2007/11/23

L’Église et nous

Je vous invite à faire un tour du coté de chez l’ami Renart qui à publié un court billet sur la plus récente sortie du cardinal Ouellet. Billet qui à mené à une discussion fort intéressante dans les commentaires qui montre bien la variété des réactions face à ce “mea culpa” inattendu du cardinal. On voit d’ailleurs que malgré l’indifférence feinte par certains laïcs endurcis, la question touche à quelque chose de sensible chez “nous” qui est loin d’être réglé ou établi.

Je me suis heurté à une drôle de notion lors de la discussion, que l’Église catholique n’avait pas vraiment progressé depuis 1960. J’ai trouvé ça un peu gros.

Puis ce matin, je suis tombé sur l’excellente chronique de Christian Rioux du Devoir à ce sujet. Comme il le fait souvent, M. Rioux exprime mieux que moi un aspect important de ma pensée et comme je ne peux mettre un lien vers le texte puisqu’il se trouve du coté payant du site du Devoir, je me permet de le reproduire ici car je tiens à la partager. (Il faudra bien un jour ou l’autre que Le Devoir, à l’instar du New York Times, se mette à l’heure de la blogosphère)

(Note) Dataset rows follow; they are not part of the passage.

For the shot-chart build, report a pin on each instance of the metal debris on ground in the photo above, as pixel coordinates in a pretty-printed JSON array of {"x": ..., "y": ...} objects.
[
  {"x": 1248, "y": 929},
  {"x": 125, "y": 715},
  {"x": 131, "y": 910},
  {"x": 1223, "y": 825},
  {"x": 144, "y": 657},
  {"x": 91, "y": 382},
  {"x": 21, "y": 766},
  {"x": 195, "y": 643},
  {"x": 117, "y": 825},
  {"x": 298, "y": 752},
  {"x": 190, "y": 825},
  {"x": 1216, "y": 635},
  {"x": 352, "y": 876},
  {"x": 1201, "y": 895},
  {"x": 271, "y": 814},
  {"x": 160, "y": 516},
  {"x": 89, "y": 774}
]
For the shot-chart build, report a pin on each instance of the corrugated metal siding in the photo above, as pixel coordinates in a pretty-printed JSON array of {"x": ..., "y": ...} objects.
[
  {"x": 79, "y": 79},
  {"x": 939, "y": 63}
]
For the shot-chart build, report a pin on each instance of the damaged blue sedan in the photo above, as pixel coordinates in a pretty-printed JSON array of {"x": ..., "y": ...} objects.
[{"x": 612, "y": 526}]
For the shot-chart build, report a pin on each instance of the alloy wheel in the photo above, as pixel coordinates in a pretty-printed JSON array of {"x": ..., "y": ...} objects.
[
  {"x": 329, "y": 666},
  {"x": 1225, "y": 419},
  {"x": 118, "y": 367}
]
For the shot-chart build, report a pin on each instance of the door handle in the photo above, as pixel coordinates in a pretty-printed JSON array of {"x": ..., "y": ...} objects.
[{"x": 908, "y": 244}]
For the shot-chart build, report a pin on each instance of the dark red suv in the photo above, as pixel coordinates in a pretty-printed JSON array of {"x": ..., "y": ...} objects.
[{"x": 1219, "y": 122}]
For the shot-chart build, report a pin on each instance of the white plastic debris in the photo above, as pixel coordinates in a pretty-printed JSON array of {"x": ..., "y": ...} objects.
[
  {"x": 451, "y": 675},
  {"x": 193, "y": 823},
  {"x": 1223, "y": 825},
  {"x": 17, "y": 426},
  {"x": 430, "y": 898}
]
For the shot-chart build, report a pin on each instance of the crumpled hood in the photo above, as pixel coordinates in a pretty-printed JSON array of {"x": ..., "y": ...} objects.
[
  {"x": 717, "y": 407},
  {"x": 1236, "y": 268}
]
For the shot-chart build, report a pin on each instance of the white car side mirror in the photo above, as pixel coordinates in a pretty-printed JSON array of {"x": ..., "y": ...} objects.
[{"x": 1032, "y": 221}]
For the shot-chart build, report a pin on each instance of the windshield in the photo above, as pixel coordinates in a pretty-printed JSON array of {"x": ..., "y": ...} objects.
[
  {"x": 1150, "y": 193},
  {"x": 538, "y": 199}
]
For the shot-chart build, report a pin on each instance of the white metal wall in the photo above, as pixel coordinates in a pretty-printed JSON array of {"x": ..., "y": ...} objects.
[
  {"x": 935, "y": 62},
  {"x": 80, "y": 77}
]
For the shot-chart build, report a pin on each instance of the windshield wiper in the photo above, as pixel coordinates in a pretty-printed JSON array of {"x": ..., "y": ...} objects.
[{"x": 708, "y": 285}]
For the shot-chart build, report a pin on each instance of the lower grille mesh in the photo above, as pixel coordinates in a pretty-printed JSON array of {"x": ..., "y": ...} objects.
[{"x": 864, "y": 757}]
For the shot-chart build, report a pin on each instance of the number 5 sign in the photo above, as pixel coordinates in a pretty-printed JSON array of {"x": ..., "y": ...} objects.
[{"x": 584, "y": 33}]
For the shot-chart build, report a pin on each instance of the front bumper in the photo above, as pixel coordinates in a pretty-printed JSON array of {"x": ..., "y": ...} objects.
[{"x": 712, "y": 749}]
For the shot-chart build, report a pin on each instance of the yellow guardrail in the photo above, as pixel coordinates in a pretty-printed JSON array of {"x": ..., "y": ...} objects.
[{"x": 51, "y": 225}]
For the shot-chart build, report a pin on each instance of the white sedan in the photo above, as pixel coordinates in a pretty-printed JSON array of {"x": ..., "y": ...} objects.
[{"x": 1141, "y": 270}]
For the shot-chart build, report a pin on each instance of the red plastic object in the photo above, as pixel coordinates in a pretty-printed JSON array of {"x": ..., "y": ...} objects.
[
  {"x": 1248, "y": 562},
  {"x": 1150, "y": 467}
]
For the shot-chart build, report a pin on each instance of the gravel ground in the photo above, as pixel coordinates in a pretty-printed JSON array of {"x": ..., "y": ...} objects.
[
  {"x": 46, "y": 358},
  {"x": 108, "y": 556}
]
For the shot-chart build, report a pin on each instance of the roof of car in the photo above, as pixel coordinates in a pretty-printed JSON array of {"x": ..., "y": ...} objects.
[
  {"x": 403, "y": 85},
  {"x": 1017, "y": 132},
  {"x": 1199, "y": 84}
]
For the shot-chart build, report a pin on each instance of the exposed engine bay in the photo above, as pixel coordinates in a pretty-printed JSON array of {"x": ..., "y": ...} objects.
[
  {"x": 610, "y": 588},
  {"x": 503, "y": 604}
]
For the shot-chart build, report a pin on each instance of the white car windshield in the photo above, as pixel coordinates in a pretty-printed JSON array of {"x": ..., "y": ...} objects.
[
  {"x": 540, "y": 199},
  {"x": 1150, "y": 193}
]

Des catholiques qui s’ignorent
Christian Rioux
Édition du vendredi 23 novembre 2007Vue de l’étranger, la polémique qui entoure ce qu’il faut bien appeler la confession de Mgr Ouellet apparaît étonnante. Difficile d’imaginer en France ou en Allemagne un tel émoi autour de la repentance, somme toute assez normale, d’un responsable religieux. L’affaire semble d’autant plus étrange que cela fait déjà un certain nombre d’années que l’Église catholique a entrepris de s’appliquer à elle-même la médecine qu’elle avait réservée autrefois à ses seuls fidèles.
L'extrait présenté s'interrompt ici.